Speaking to journalists as she arrived at the July 13 Foreign Affairs Council meeting in Brussels, Kallas was asked about Georgia's place in the bloc's Black Sea strategic approach, which foreign ministers were reviewing that day, a year after its launch. She said Black Sea nations remain a key piece of that strategy, but added that Georgia poses a particular challenge.

"We don't really have connections with the [GD] government," she said. "We don't want to support the government. We want to support the people of Georgia. We have also had discussions on how we can best do that so that the people do not lose hope in Europe."

Her comments land against a backdrop of deteriorating EU-Georgia relations, driven by what Brussels views as the ruling party's democratic backsliding and hostility toward the bloc. The EU declared last November that Georgia's candidate status exists "in name only," and in February it suspended visa-free travel for Georgian diplomatic and service passport holders.

Georgian Dream Prime Minister Irakli Kobakhidze, Foreign Minister Maka Botchorishvili, and disputed Parliament Speaker Shalva Papuashvili all pushed back, zeroing in on Kallas' choice to draw a line between the government and the population it leads.

A pro-government Imedi TV reporter raised the comments with Kobakhidze after his morning briefing, at which he had already dismissed the OSCE Parliamentary Assembly's Hague Declaration as absurd. Kobakhidze drew a comparison to Russia's refusal to recognize Georgian sovereignty over Abkhazia and South Ossetia. "We have often said that there is one country, the Russian Federation, which does not recognize Georgia's sovereignty over 20% of its territory," he said. "Then there is Ms.

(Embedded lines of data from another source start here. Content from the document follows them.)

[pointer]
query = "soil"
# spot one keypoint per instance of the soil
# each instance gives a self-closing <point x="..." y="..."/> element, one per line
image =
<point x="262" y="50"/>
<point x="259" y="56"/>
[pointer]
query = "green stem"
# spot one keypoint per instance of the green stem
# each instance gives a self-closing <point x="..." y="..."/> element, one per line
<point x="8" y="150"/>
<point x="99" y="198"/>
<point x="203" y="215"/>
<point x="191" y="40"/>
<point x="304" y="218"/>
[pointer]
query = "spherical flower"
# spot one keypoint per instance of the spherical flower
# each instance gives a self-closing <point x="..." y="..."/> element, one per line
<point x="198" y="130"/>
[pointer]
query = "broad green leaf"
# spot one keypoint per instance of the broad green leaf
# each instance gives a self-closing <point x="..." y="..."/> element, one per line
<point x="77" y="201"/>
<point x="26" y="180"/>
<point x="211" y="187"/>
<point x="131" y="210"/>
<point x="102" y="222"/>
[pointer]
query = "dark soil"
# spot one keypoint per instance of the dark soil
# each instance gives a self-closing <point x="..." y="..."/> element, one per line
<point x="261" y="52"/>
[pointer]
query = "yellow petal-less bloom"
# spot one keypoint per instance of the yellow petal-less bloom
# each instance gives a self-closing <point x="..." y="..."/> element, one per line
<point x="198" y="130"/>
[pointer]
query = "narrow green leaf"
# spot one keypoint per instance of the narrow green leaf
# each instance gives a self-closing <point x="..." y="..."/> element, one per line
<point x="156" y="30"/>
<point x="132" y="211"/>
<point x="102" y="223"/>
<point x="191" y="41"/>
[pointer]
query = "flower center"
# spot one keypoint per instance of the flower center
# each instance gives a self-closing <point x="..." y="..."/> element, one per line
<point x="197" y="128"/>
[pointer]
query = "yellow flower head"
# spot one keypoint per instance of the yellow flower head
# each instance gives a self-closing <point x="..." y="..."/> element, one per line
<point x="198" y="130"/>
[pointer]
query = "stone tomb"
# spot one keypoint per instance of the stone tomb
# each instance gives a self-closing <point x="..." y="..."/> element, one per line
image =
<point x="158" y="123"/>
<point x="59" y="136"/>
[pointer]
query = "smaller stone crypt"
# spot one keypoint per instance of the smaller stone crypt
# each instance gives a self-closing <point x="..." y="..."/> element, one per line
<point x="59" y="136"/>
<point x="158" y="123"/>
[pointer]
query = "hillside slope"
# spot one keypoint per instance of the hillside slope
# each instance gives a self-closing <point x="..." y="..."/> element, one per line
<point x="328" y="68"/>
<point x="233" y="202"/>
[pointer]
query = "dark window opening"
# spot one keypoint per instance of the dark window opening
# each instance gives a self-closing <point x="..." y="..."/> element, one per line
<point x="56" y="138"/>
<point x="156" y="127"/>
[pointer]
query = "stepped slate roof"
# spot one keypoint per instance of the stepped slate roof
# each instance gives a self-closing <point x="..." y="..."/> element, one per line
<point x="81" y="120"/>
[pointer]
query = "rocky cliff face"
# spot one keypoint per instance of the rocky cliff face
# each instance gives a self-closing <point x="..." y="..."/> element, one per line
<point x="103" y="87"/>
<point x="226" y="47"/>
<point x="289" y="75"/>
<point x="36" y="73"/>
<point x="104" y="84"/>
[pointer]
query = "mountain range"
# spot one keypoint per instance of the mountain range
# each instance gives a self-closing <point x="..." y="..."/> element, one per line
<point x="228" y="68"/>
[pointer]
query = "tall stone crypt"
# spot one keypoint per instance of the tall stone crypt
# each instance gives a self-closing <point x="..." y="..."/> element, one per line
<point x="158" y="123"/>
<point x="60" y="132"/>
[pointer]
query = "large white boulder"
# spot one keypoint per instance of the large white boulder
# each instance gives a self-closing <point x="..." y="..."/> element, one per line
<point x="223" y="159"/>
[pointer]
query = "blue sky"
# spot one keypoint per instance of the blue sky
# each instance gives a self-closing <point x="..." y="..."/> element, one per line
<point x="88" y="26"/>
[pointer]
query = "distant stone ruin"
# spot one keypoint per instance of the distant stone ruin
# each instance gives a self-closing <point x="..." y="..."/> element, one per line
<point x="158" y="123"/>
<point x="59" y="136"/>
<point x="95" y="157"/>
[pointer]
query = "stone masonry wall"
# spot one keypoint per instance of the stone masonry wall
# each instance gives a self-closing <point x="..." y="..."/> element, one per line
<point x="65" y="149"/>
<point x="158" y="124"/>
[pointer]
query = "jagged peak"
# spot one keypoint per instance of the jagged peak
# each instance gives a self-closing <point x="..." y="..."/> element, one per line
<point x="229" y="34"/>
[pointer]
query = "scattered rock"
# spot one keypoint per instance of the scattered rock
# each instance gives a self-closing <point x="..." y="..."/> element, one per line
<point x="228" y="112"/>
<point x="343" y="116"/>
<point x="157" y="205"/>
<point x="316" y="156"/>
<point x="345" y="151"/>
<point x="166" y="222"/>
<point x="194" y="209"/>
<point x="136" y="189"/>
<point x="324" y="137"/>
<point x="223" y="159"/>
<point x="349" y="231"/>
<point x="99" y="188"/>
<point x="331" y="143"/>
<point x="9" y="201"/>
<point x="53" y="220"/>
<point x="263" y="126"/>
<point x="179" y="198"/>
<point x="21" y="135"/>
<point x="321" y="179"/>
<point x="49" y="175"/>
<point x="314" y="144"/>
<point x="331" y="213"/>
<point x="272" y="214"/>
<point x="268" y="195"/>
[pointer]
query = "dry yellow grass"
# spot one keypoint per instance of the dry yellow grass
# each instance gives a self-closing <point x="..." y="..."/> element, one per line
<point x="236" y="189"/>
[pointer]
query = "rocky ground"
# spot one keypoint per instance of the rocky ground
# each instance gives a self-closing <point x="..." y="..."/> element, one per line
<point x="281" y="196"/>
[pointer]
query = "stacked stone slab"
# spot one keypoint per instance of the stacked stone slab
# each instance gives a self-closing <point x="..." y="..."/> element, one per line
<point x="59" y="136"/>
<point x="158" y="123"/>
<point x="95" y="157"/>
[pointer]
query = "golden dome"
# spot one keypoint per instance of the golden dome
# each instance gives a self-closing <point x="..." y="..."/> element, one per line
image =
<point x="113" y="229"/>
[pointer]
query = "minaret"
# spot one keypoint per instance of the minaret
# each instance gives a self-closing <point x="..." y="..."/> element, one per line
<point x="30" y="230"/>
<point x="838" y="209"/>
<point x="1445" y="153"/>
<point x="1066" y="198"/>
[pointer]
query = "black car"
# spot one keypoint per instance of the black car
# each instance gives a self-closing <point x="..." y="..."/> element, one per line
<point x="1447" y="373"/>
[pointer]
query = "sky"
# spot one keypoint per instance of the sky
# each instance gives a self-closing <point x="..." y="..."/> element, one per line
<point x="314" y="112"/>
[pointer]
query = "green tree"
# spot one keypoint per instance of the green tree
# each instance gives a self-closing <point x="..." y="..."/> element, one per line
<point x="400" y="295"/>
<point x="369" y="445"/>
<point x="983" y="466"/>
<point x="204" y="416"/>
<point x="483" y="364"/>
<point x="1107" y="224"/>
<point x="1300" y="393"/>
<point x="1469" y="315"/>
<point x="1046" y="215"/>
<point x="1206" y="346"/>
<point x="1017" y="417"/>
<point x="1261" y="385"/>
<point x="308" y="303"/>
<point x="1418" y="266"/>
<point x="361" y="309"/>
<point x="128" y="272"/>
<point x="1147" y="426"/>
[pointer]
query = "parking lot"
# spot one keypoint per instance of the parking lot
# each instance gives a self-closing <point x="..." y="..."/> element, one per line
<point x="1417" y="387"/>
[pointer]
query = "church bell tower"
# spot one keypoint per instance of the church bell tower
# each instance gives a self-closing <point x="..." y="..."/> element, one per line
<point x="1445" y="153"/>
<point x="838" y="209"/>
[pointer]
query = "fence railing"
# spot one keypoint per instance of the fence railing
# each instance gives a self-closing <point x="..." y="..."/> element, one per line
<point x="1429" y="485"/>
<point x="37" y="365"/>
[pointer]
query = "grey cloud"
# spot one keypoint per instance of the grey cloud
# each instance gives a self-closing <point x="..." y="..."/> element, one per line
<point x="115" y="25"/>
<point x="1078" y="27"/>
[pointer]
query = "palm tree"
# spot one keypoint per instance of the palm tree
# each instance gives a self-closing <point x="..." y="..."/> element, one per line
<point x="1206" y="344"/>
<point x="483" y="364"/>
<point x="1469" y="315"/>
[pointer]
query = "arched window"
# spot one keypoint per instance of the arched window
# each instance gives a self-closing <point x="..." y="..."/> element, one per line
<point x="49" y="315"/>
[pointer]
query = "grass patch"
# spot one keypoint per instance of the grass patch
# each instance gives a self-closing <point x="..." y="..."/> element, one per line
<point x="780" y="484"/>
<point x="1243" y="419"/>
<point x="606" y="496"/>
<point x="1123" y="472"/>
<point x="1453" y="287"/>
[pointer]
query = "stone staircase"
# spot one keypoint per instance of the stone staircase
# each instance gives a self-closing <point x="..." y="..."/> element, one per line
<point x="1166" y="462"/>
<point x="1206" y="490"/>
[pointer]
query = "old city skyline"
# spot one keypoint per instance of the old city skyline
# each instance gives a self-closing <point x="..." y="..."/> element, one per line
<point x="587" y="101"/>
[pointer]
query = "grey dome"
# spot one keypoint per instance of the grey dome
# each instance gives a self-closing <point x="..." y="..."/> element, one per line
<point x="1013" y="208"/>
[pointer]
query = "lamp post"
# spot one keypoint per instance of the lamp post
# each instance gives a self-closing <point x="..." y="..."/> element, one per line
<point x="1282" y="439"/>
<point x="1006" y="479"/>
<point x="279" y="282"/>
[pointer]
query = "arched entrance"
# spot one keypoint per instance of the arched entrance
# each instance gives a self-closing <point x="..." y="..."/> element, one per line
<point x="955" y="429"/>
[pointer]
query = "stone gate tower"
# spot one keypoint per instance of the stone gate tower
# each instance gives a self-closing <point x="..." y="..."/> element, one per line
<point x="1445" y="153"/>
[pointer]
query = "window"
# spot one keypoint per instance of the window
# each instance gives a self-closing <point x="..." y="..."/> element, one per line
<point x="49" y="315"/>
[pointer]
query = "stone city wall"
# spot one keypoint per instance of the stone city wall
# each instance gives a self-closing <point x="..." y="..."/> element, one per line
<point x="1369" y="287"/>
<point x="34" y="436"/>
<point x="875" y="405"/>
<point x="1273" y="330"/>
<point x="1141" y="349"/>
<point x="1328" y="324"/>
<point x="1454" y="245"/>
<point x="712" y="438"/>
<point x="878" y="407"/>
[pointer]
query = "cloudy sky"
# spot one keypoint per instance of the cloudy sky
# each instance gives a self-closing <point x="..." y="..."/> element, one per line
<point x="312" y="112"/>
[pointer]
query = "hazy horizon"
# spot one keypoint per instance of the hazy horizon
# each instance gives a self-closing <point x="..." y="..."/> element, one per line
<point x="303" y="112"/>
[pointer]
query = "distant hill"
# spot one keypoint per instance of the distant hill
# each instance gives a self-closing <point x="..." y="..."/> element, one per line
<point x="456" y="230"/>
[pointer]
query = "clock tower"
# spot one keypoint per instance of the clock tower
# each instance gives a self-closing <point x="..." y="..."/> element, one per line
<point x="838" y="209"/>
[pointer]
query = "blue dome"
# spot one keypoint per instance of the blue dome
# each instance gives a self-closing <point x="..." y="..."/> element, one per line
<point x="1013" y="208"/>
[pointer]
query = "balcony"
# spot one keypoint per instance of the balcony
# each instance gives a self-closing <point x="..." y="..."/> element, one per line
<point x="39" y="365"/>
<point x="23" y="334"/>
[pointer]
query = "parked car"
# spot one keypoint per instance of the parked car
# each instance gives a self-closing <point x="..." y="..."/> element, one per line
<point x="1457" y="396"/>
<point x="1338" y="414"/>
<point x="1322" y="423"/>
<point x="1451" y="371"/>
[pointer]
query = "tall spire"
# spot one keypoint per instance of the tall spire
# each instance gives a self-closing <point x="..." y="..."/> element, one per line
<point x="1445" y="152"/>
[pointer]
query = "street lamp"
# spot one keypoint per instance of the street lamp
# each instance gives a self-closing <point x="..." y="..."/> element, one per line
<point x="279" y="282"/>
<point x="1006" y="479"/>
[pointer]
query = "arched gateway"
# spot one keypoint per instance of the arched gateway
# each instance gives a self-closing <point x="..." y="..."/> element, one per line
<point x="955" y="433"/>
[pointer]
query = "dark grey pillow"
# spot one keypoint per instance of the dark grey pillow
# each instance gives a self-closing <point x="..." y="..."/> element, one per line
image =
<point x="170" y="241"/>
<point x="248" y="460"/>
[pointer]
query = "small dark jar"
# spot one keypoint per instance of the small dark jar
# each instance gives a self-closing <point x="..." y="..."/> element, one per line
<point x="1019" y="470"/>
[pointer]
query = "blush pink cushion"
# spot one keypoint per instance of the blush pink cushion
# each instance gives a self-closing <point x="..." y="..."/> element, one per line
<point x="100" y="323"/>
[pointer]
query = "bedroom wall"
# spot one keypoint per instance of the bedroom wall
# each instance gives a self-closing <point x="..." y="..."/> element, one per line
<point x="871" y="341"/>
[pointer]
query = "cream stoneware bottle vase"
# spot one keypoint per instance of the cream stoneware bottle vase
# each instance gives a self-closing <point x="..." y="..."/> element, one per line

Kaja Kallas, who does not recognize Georgia's sovereignty over 100% of its territory." He described her stance as a "shameful attitude" and called it troubling that the bloc's top diplomat "does not recognize, but instead opposes, the will of the Georgian people."

Papuashvili posted Kallas' remarks to Facebook along with his own criticism, arguing they do nothing for Georgia-EU ties and only deepen Georgian public distrust of Brussels. "Such a statement implies that, in Ms. Kallas' view, the Georgian people are incapable of choosing their own government and therefore need external supervision and guidance," he wrote. "This is not support for the Georgian people, but disrespect for their political choice."

Botchorishvili made a similar argument in her own post, calling it regrettable that the EU's top diplomat would say she isn't seeking engagement with a government chosen through Georgians' democratic will while claiming to stand with those same citizens. "Dialogue, not disengagement, is the foundation of a genuine partnership," she wrote, adding that Georgia remains open to "respectful engagement" with the EU for the sake of its citizens and its European future.